Oliver Swift, author of Gulliver’s Travels, once said the only tax that people like is a tax on someone else. It seems that for many years Texas politicians have been searching for that type of tax, all to no avail. There are so many types of taxes that will furnish adequate funding for Texas government but it seems our Legislature and leadership are about to paint themselves into a corner. Our taxes to support public education in Texas are not only unfair but inadequate to provide a high-quality level of public education for future Texas generations. Even so, our leadership and most of Texas voters apparently continue to ignore the possibilities, or advantages, of reconsidering both of statewide property tax or income tax.

Former lieutenant governor and comptroller, Bob Bullock, once advocated a state income tax and pointed out its advantages but quickly retreated, purely for political reasons and then led the fight to prohibit a future income tax by a constitutional amendment. Since the series of lawsuits in Texas Supreme Court as well as the U.S. Supreme Court, Texas has wrestled with the problem of adequately funding public education in an equitable manner. The current system is grossly out of whack with little hope that it will get better any time in the near future.
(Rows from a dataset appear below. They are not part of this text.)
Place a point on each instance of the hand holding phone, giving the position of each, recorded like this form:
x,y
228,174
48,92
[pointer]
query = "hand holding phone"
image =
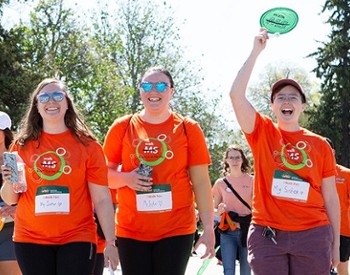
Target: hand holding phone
x,y
144,170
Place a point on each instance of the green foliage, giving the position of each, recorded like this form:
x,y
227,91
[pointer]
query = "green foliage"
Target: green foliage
x,y
332,115
16,81
260,92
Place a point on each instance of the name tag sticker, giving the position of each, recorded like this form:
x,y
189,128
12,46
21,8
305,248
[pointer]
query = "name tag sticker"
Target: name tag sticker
x,y
287,185
52,200
159,199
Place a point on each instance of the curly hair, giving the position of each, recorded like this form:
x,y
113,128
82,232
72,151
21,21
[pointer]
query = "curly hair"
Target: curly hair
x,y
245,168
32,123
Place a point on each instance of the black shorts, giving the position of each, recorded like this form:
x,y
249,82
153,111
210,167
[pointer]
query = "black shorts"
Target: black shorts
x,y
344,248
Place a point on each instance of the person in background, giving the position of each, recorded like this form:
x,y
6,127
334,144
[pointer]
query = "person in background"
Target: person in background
x,y
236,172
164,164
8,262
342,180
66,173
295,223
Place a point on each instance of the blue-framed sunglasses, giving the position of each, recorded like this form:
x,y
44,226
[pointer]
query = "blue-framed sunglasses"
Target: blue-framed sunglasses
x,y
56,96
159,86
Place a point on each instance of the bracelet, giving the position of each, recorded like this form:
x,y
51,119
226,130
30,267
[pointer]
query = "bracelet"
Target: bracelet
x,y
111,242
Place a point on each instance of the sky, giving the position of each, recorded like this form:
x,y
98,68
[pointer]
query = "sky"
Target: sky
x,y
219,35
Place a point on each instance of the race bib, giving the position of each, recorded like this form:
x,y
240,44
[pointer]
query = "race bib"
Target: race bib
x,y
159,199
52,200
288,185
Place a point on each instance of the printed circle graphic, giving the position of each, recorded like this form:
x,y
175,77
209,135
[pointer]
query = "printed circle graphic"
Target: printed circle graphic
x,y
151,151
49,165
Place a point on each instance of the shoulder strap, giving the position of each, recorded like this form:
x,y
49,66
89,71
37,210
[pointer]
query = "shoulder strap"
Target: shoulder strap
x,y
237,195
183,119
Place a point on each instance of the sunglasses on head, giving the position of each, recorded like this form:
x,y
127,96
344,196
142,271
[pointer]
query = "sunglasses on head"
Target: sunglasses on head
x,y
159,86
56,96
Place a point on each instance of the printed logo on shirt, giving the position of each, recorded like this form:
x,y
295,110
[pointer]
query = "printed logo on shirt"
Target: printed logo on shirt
x,y
340,180
51,164
153,151
295,157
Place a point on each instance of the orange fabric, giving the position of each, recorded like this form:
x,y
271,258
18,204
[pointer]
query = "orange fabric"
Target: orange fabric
x,y
343,188
226,222
243,186
81,164
307,155
175,152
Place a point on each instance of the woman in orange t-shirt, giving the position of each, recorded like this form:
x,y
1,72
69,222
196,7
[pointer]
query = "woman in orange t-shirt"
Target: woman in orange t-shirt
x,y
66,174
156,217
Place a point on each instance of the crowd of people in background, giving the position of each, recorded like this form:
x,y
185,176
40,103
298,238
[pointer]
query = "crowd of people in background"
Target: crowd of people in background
x,y
133,199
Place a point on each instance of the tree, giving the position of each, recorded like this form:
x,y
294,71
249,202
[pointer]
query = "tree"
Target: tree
x,y
15,79
332,115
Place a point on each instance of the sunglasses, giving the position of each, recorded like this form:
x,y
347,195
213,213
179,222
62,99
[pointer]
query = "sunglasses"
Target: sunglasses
x,y
235,158
56,96
159,86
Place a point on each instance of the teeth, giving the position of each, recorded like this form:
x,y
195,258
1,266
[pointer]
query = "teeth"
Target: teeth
x,y
154,99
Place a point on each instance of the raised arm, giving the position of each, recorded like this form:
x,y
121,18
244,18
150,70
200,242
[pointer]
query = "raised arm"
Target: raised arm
x,y
244,111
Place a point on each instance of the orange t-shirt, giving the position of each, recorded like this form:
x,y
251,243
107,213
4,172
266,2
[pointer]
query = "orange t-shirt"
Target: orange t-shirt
x,y
303,153
170,148
61,162
343,187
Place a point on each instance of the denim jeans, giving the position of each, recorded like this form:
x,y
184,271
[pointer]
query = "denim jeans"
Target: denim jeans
x,y
231,244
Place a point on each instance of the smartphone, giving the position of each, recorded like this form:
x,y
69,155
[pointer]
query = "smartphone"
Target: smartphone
x,y
144,170
10,161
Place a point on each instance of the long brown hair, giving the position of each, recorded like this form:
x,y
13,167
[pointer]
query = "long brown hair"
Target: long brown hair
x,y
32,122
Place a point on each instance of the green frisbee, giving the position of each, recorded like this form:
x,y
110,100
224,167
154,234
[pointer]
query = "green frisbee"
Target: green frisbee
x,y
279,20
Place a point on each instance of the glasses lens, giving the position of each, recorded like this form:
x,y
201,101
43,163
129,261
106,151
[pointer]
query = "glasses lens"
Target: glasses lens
x,y
44,98
146,86
161,86
57,96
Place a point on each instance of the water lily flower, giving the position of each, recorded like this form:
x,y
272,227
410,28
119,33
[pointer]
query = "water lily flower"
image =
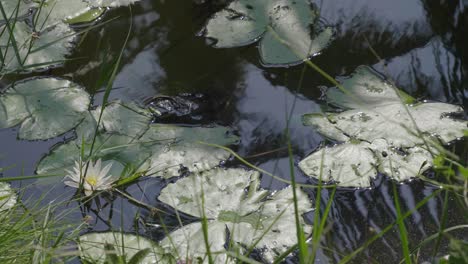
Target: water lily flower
x,y
96,178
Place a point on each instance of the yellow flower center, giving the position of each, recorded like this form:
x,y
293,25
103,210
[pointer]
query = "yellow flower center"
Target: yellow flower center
x,y
91,180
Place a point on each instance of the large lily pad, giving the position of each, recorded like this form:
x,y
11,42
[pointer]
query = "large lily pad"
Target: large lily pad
x,y
8,197
237,209
52,12
15,10
45,107
381,133
283,25
24,49
95,246
111,3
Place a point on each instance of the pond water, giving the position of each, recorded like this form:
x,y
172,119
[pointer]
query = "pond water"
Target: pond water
x,y
421,46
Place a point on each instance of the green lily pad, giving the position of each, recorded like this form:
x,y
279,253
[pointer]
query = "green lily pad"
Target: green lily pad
x,y
95,247
119,150
8,197
126,119
34,49
52,12
45,107
283,25
111,3
247,216
15,10
380,133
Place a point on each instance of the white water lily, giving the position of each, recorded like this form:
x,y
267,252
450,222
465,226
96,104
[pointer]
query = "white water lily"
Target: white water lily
x,y
95,179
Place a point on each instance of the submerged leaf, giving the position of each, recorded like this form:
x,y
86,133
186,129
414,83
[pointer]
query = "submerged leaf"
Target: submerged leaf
x,y
93,247
247,216
45,107
284,25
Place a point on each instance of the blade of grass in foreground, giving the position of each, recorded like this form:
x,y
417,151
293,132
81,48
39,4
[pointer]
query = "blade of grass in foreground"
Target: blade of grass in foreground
x,y
401,225
349,257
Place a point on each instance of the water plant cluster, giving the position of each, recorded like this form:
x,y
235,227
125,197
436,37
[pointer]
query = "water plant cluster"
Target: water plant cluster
x,y
377,128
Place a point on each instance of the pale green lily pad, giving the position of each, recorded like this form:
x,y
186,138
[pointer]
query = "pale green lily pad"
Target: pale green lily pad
x,y
45,107
111,3
400,165
126,119
15,9
391,131
92,247
224,190
348,164
394,124
363,89
8,197
236,206
321,124
36,50
52,12
119,150
180,146
284,25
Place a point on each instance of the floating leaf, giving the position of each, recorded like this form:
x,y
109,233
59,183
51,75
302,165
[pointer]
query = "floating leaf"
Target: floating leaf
x,y
247,216
52,12
126,119
119,150
364,89
283,24
7,197
380,133
94,247
349,164
180,146
35,49
111,3
45,107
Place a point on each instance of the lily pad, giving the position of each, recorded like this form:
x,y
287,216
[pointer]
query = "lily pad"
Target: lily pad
x,y
45,107
8,197
95,246
283,25
236,209
52,12
34,49
15,10
111,3
126,119
180,146
380,133
119,150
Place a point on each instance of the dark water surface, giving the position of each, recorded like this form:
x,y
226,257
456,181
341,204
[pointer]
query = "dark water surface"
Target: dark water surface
x,y
421,46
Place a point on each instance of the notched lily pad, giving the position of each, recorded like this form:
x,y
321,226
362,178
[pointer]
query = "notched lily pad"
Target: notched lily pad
x,y
98,247
180,148
45,107
284,27
381,133
235,206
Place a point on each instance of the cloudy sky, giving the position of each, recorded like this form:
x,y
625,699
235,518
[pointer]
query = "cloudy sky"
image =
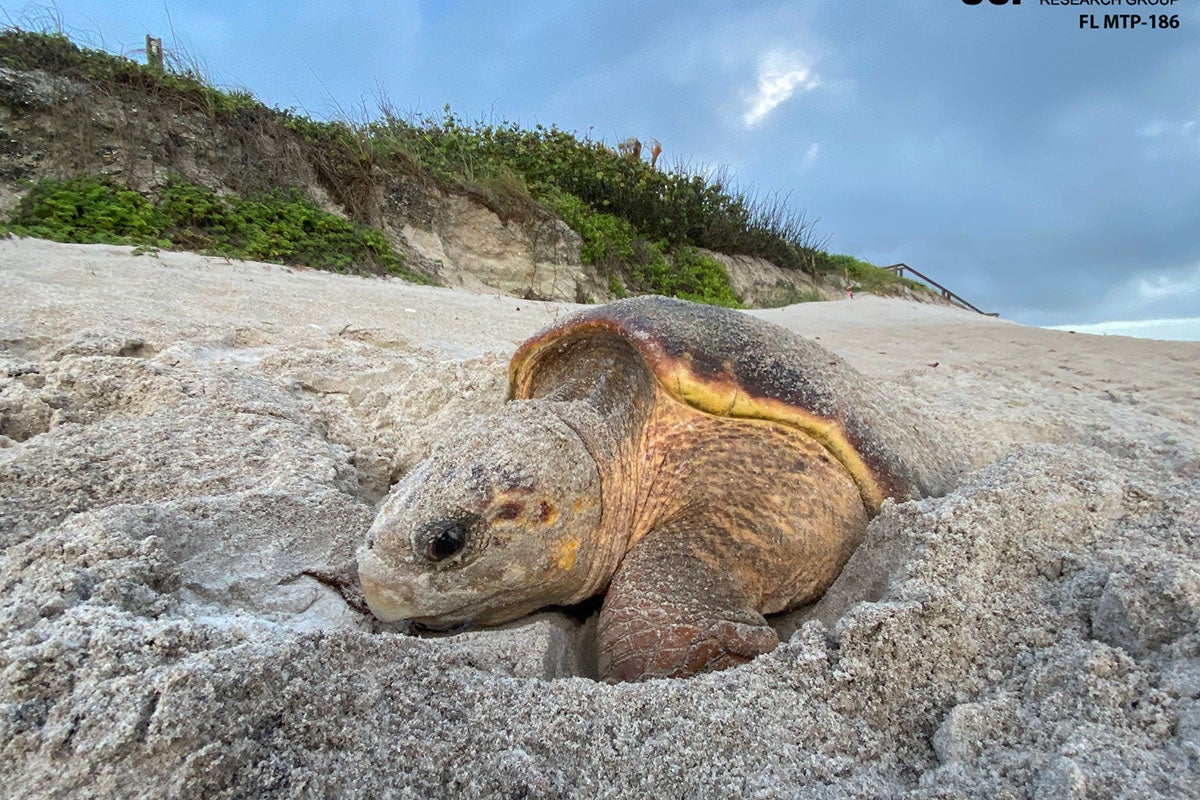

The reason the current school tax is so unfair is that it is based, primarily on property taxes, district by district. Some districts are able to raise far more money than they need with a minimum tax effort while others charge the maximum the law allows and still have to struggle to keep pace with their needs.

Recently a former Republican Party chair announced that he wanted to abolish property tax. Wonder how he plans to support public education. Once again we see that it’s so easy to promise but not so easy to govern.